As a singer and instrumentalist, Samuel has performed in both classical ensembles and commercial bands. His work has predominantly attempted to combine these two approaches and find connections between the contemporary classical tradition and modern commercial music genres. This can occur either by including electronic instruments, performance techniques such as vocal ‘belting’, or specific references to genres in the thematic material, or on a deeper level through abstracting concepts such as hooklines, grooves, show-like performance and/or popular accessibility to his compositions. This approach has been articulated in a doctoral thesis of artistic research (Dr. Sc. Mus.) for the Hamburg University for Music and Theatre, for which he was awarded summa cum laude (1,0) in 2018.

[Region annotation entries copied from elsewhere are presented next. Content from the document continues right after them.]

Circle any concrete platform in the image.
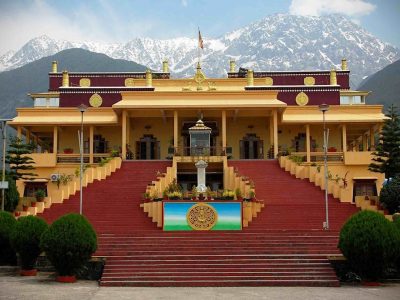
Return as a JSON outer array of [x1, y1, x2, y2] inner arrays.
[[0, 273, 400, 300]]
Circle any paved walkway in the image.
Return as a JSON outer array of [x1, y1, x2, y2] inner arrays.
[[0, 273, 400, 300]]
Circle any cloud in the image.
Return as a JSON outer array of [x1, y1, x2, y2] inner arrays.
[[289, 0, 376, 17], [0, 0, 159, 55]]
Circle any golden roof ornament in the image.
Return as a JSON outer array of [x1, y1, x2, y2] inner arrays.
[[194, 62, 206, 91]]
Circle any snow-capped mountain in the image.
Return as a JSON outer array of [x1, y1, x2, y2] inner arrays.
[[0, 14, 400, 87]]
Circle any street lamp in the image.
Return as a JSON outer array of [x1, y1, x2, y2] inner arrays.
[[319, 104, 329, 230], [0, 119, 12, 211], [78, 104, 87, 214]]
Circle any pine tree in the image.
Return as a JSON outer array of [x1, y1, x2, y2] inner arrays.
[[6, 137, 37, 180], [368, 104, 400, 178]]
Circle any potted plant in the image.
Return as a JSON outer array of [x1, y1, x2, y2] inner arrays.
[[40, 213, 97, 282], [35, 189, 46, 202], [249, 190, 256, 201], [235, 188, 242, 200], [192, 185, 198, 201], [10, 216, 48, 276], [64, 148, 74, 154], [222, 190, 235, 200], [206, 186, 213, 201]]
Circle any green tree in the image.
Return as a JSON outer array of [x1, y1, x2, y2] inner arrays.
[[6, 137, 37, 180], [368, 104, 400, 178], [4, 175, 19, 212]]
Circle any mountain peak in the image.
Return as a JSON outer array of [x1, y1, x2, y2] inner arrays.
[[0, 14, 400, 86]]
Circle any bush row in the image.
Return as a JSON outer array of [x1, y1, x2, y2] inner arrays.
[[0, 212, 97, 276], [338, 211, 400, 280]]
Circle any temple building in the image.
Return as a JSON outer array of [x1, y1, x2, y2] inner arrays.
[[8, 60, 391, 286], [9, 59, 385, 201]]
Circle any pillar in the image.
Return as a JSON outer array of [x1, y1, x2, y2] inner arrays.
[[306, 124, 311, 162], [342, 124, 347, 152], [121, 110, 127, 160], [163, 59, 169, 73], [273, 110, 278, 158], [174, 110, 179, 151], [369, 127, 375, 151], [62, 71, 69, 87], [247, 70, 254, 86], [51, 60, 57, 73], [53, 126, 58, 155], [89, 126, 94, 164], [17, 126, 22, 139], [221, 110, 226, 152]]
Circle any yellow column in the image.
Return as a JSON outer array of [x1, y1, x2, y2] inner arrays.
[[221, 110, 226, 151], [25, 129, 31, 144], [126, 114, 132, 145], [89, 126, 94, 164], [121, 110, 127, 160], [174, 110, 179, 149], [17, 126, 22, 139], [342, 124, 347, 152], [369, 126, 375, 151], [273, 110, 278, 158], [306, 124, 311, 162], [53, 126, 58, 155]]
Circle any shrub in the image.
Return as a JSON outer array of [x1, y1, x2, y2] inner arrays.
[[379, 177, 400, 214], [10, 216, 48, 270], [40, 214, 97, 276], [0, 211, 17, 264], [338, 211, 400, 280]]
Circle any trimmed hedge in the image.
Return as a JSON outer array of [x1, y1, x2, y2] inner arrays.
[[10, 216, 48, 270], [40, 214, 97, 276], [338, 211, 400, 280], [379, 177, 400, 214], [0, 211, 17, 265]]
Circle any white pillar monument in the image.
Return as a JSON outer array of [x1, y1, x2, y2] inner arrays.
[[195, 160, 208, 193]]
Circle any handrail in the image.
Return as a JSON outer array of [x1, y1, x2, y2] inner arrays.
[[173, 146, 232, 156]]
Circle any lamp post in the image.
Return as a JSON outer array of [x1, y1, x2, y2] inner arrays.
[[78, 104, 87, 214], [0, 119, 12, 211], [319, 104, 329, 230]]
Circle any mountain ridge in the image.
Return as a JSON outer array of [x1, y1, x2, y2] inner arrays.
[[0, 14, 400, 87]]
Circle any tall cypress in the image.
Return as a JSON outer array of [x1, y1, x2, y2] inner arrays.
[[6, 137, 37, 180], [368, 104, 400, 178]]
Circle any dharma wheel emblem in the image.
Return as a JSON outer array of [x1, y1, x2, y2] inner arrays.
[[186, 203, 218, 230], [89, 93, 103, 107], [296, 92, 308, 106]]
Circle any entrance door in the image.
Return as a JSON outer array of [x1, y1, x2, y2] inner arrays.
[[136, 135, 160, 159], [240, 133, 264, 159]]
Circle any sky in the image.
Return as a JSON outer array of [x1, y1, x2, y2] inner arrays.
[[0, 0, 400, 53]]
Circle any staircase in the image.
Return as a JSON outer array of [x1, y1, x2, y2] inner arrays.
[[41, 161, 172, 234], [43, 161, 357, 286]]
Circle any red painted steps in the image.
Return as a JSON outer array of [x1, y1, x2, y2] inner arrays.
[[38, 161, 353, 286]]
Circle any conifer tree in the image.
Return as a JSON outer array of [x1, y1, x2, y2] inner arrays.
[[368, 104, 400, 178], [6, 137, 37, 180]]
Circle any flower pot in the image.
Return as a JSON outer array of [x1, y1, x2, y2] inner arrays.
[[19, 269, 37, 276], [56, 275, 76, 283]]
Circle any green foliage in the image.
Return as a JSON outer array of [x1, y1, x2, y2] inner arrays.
[[338, 210, 400, 280], [10, 216, 48, 270], [6, 137, 37, 180], [0, 211, 17, 264], [4, 176, 19, 212], [368, 105, 400, 178], [40, 213, 97, 276], [289, 155, 303, 165], [379, 177, 400, 214]]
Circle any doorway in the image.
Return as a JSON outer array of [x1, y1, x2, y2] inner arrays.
[[136, 134, 160, 160], [239, 133, 264, 159]]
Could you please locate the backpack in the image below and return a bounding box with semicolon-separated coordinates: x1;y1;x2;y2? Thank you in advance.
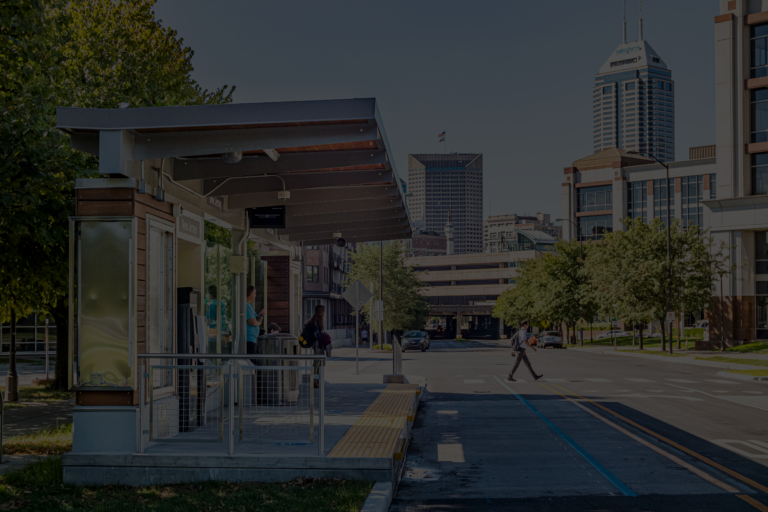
299;322;317;348
511;329;525;351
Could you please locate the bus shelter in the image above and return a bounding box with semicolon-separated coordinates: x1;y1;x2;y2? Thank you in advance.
57;99;411;454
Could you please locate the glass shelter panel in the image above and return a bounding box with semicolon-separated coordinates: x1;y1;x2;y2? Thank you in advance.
76;220;135;388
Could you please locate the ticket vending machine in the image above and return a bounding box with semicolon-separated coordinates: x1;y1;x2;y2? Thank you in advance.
176;287;205;432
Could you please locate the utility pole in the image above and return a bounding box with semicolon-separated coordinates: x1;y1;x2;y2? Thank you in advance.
379;240;382;350
628;150;674;354
560;219;584;347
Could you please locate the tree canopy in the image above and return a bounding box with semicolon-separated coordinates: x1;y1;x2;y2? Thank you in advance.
348;242;429;332
0;0;234;386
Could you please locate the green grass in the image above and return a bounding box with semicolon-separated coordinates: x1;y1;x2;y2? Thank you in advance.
0;458;373;512
696;356;768;367
0;386;75;403
619;348;685;357
726;370;768;377
725;341;768;354
3;423;72;455
3;402;27;411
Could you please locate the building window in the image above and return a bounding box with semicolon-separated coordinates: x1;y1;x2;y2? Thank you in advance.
627;181;648;222
653;179;675;225
749;25;768;78
750;89;768;142
579;215;613;240
681;175;704;228
755;231;768;274
577;185;613;212
752;153;768;196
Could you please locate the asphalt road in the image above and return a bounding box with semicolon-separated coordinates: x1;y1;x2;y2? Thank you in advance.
367;340;768;512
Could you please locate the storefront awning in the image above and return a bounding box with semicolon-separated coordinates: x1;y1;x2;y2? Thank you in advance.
57;98;411;245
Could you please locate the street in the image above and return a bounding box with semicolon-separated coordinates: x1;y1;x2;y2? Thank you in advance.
334;340;768;512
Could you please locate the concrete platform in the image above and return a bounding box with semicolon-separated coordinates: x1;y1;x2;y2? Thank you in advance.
62;375;421;487
62;453;396;486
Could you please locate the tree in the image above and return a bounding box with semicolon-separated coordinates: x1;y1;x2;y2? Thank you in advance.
0;0;234;388
345;241;429;338
587;218;722;348
493;240;596;344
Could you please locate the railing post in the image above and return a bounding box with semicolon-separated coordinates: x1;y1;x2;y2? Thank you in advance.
227;361;235;455
317;359;325;456
308;369;315;443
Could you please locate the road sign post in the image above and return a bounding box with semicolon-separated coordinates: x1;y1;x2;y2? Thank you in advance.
342;280;373;375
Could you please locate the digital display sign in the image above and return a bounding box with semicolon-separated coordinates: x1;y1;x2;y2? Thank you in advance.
248;206;285;229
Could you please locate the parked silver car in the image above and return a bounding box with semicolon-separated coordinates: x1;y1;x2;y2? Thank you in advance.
403;331;429;352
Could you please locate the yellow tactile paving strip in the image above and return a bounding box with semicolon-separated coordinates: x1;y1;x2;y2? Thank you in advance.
328;384;420;457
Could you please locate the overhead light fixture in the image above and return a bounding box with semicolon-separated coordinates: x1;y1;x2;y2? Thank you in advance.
264;149;280;162
221;151;243;164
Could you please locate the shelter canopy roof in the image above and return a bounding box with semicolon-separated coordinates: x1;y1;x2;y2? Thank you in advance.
57;98;411;245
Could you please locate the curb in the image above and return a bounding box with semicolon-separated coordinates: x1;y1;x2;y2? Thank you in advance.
717;372;768;382
360;482;392;512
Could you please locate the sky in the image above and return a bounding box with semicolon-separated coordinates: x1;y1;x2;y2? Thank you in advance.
154;0;719;219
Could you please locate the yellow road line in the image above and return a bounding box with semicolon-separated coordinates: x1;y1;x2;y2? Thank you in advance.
736;494;768;512
552;383;768;494
542;384;740;493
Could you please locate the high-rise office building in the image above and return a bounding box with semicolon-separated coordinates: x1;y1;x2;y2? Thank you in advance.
592;4;675;162
408;153;483;254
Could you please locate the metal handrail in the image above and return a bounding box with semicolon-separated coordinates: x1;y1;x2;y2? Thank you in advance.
136;353;326;364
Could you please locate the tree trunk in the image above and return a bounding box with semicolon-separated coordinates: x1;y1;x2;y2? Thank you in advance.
50;301;71;390
720;276;725;352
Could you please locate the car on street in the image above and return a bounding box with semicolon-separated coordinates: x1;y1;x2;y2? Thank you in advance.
403;331;429;352
536;331;563;348
595;331;632;340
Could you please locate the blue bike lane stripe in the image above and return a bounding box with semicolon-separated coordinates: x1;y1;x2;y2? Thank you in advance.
493;375;637;496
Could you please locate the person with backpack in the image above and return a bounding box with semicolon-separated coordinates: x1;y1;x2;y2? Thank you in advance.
507;320;543;382
299;304;330;388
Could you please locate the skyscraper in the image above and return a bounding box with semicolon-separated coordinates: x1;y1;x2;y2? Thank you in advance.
592;2;675;162
408;153;483;254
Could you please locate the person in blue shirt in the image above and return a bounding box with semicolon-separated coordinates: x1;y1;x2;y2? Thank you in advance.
250;286;264;364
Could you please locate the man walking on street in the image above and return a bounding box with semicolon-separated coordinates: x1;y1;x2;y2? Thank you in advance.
507;320;543;382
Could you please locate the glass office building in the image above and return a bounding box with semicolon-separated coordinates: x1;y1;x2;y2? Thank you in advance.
408;153;483;254
592;41;675;162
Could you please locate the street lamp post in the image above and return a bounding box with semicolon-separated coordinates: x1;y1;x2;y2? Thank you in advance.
628;151;673;354
555;219;584;347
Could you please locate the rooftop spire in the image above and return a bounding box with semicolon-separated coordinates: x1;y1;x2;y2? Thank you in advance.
621;0;627;44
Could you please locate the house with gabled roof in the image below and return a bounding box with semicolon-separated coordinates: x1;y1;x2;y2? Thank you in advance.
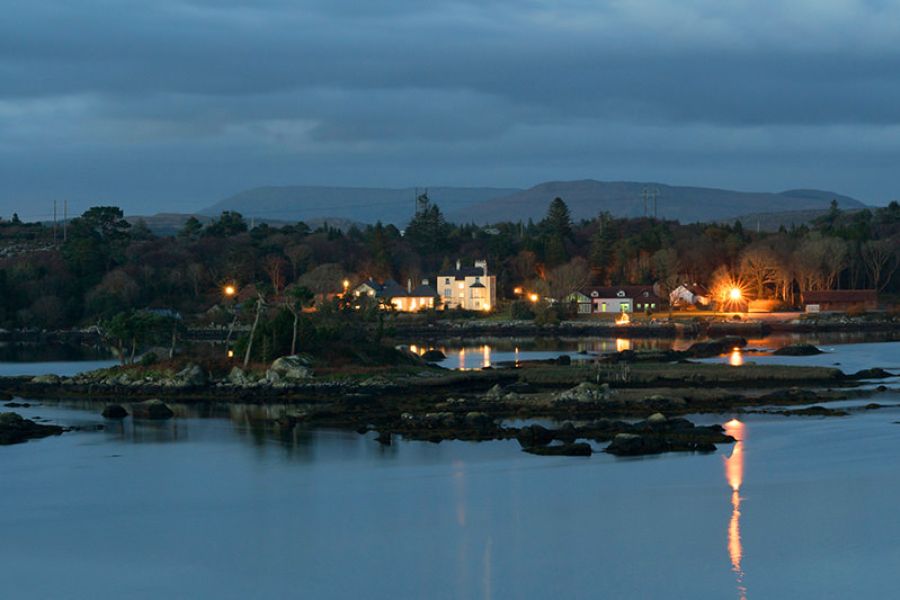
437;260;497;311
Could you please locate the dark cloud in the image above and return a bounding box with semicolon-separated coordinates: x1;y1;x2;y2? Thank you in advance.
0;0;900;213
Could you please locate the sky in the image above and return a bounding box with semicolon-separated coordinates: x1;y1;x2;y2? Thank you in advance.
0;0;900;219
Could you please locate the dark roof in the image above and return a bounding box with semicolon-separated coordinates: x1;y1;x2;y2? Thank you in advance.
438;267;485;279
803;290;878;304
409;284;438;298
581;285;661;301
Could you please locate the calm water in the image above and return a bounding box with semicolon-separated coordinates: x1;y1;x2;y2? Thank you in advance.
0;343;900;600
426;328;900;369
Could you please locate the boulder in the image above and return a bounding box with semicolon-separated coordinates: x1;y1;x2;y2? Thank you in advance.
516;425;555;448
266;355;312;381
772;344;822;356
556;381;609;403
175;363;209;387
228;367;253;386
0;413;65;446
523;442;593;456
422;350;447;362
131;399;175;420
604;433;666;456
647;413;668;427
102;404;128;419
853;367;893;379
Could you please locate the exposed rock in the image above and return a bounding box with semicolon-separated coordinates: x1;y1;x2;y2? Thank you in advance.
131;399;175;420
556;381;609;403
0;413;65;445
422;350;447;362
516;425;555;448
772;344;822;356
228;367;253;386
647;413;668;426
852;367;893;379
466;411;494;431
522;442;593;456
175;363;209;387
102;404;128;419
266;355;312;381
482;383;506;402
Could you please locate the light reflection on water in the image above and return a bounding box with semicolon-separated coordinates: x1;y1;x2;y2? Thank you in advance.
723;419;747;600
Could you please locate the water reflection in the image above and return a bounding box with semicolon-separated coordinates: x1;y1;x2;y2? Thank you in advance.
724;419;747;600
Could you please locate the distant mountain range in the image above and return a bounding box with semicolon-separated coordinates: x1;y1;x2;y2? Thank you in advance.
200;185;521;226
448;179;865;223
200;179;865;227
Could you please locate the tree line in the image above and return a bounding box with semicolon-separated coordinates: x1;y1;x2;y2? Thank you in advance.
0;198;900;329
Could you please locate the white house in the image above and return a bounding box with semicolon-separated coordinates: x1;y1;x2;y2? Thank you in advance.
437;260;497;311
669;283;712;308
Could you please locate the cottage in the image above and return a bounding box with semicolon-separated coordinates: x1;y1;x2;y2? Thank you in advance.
353;278;438;312
669;283;712;308
570;285;664;314
803;290;878;313
437;260;497;311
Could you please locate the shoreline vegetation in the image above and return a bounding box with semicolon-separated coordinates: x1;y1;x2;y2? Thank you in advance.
0;337;891;456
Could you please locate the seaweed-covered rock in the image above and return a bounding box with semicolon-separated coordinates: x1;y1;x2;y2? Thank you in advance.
772;344;822;356
175;363;209;387
131;399;175;420
266;356;312;381
853;367;893;379
522;442;593;456
556;381;609;403
102;404;128;419
0;413;65;445
516;425;555;448
422;350;447;362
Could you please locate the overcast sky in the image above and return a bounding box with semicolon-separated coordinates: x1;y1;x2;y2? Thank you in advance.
0;0;900;218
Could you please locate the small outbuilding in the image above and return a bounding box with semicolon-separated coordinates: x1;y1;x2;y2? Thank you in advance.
803;290;878;313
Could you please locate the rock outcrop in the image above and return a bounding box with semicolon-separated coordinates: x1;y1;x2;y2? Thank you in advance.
0;413;65;446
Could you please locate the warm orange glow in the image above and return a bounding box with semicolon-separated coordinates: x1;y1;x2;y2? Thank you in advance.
724;419;747;600
712;277;750;312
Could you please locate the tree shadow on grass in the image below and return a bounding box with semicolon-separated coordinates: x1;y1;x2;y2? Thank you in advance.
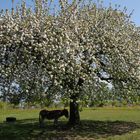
0;119;140;140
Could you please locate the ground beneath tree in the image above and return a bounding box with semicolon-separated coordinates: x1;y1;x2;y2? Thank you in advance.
0;119;140;140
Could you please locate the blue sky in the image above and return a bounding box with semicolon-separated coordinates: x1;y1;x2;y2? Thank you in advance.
0;0;140;26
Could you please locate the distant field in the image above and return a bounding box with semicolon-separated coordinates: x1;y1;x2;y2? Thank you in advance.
0;107;140;140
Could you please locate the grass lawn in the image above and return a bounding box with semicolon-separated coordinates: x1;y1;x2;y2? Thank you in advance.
0;107;140;140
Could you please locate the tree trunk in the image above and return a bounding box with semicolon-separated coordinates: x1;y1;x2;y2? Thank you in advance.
69;98;80;125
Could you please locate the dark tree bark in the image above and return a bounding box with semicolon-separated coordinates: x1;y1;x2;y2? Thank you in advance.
69;78;84;125
69;96;80;125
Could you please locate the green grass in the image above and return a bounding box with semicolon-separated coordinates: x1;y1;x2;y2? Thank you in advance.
0;107;140;140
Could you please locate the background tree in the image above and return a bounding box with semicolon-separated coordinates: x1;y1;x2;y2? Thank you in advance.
0;0;140;124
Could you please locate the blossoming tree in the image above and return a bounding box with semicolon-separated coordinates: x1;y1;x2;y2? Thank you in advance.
0;0;140;124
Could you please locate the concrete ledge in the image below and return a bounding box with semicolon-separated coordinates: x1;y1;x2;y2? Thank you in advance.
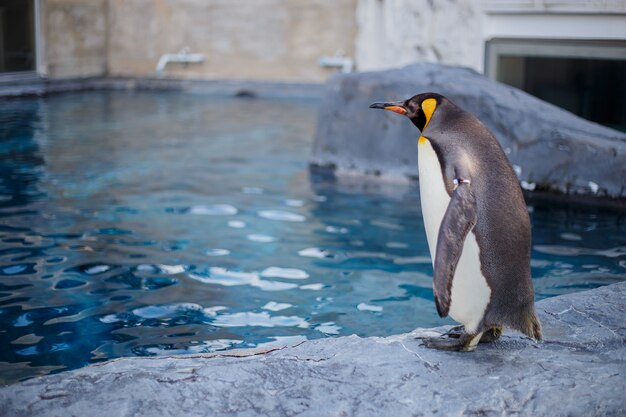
0;282;626;417
0;78;323;99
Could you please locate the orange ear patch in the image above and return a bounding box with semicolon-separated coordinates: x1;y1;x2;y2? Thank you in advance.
422;98;437;130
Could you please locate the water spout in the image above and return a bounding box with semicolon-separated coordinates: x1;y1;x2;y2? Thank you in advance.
156;46;204;77
319;51;354;73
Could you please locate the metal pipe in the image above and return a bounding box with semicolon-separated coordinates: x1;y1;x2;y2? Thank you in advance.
156;47;204;77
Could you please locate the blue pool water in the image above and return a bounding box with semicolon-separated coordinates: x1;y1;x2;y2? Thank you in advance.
0;92;626;383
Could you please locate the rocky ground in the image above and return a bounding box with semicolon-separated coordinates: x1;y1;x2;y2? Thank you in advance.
0;282;626;417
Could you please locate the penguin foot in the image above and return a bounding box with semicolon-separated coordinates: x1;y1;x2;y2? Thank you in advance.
441;326;502;343
422;333;482;352
442;325;465;339
478;327;502;343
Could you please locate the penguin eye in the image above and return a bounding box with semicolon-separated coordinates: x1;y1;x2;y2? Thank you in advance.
411;107;426;131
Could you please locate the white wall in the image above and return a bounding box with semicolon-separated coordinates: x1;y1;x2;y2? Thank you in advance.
355;0;626;73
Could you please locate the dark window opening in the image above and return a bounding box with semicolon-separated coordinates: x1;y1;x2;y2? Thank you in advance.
497;54;626;131
0;0;35;73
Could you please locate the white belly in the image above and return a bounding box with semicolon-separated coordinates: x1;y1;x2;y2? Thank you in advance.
418;138;491;333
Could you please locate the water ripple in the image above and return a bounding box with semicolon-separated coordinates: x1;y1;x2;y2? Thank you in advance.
212;312;309;329
188;267;298;291
188;204;238;216
259;210;306;222
533;245;626;258
261;266;309;279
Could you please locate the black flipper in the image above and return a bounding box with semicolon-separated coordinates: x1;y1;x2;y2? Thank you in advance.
433;180;476;317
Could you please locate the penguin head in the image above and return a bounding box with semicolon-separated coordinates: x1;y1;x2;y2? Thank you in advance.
370;93;445;131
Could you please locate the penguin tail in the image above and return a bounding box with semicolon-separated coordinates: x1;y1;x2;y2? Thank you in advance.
521;306;543;342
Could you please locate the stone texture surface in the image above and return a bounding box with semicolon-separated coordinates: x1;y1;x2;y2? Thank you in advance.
0;283;626;417
356;0;480;71
312;64;626;198
108;0;357;81
41;0;108;79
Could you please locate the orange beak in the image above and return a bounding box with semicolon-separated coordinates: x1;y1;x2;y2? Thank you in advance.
370;102;407;115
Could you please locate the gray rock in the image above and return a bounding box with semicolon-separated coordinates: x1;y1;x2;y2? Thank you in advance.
0;282;626;417
311;64;626;198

Opera and music-theatre has provided an opportunity to combine the diverse aesthetic and compositional materials of this approach into musical and dramatic narratives. Such works include I.th.Ak.A. (chamber opera, 2018, Hamburg State Opera, Helmut Krausser, Paul-Georg Dittrich), Die Schneekönigin (chamber opera, 2019, Deutsche Oper Berlin, Christian Schönefelder, Brigitte Dethier), and Fucking Åmål (large-scale opera, 2020, Hamburg State Opera, N.N.), as well as music for theatre and dance including the dance-theatre work BalaganBody (Kampnagel 'K1', 2018) by Patricia Carolin May or Hamburger Menethekel (Deutsches Schauspielhaus, 'große Bühne') by Ron Zimmering. In addition, Samuel has been commissioned to compose instrumental music for ensembles such as the Sirius, Arditti and Zentaur string quartets, soloists such as Maya Fridman, Carola Schaal and Konstantyn Napolov, and been featured in festivals such including Reeperbahn Festival (Hamburg) aDevantgarde (Munich), Impuls (Graz), Manifeste (Paris), November Music (Amsterdam) and Gaudeamus Muziekweek (Utrecht). In 2019 he was awarded the Bach Prize 'Scholarship' by the Senate of the City of Hamburg. His works are published by Sikorski.